Problems with scanned documents
- Unable to perform a word search
- Unable to copy text
- Unable to edit text
- Too large to email
- Too large to archive
Acrobat’s Object Character Recognition (OCR) can fix these problems!
Within the Enhanced Scans/Recognize Text tool bar, select Settings. The primary settings to adjust is Output. Three options exist. Taking my 129-page sample scanned proposal, I ran OCR using all three options:
- Searchable Image: This option deskews scanned pages for a plumb and true document; recognizes text, and places an invisible text layer on top; recognizes images; and discards whitespace.
- 49 percent reduction in size to 60.7 MB
- 7:08 minutes to complete
- Searchable Image (Exact): This option skips the deskew step, as well as the discarding of whitespace.
- No reduction in size
- 4:08 minutes to complete
- Editable Text and Images: This option, which was called “ClearScan” In previous versions of Acrobat, offers the best results.
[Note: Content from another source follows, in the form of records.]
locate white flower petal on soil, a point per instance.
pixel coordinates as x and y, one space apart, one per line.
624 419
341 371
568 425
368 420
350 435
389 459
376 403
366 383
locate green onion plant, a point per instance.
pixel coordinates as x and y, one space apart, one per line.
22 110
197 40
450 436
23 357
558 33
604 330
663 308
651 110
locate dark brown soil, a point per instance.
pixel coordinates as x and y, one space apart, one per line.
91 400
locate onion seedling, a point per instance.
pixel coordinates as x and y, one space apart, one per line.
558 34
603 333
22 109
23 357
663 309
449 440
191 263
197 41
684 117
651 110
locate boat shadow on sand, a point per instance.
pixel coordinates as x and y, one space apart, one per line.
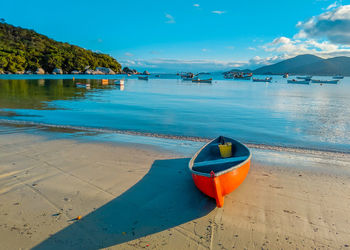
164 198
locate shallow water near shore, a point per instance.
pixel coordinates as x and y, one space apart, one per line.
273 114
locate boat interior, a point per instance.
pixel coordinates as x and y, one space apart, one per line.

It synthesizes a new Type 3 font that is close to the original, places it on an invisible text layer, then downsamples the original background
- 73 percent reduction in size to 31.8 MB
- 8:12 minutes to complete (7:00 minutes to scan and 1 minute to process)
- Downsample To: When using the Searchable Image option, this sets the downsample rule for content that Acrobat detects as an image. In my opinion, most of the file size reduction when Searchable Image is due to discarding whitespace from the scanned image. Using Downsample, you can continue to reduce the file size. Consider leaving this feature at its default of 600 dpi and use the Editable Text and Images (ClearScan) option.
Acrobat Pro DC has integrated OCR into its Edit PDF tool, which makes it an on-demand feature when you are only interested in a portion of the document.
OCR was completed on a 2.5GHz 6-Core Intel XEON E5 Mac Pro; your time may vary.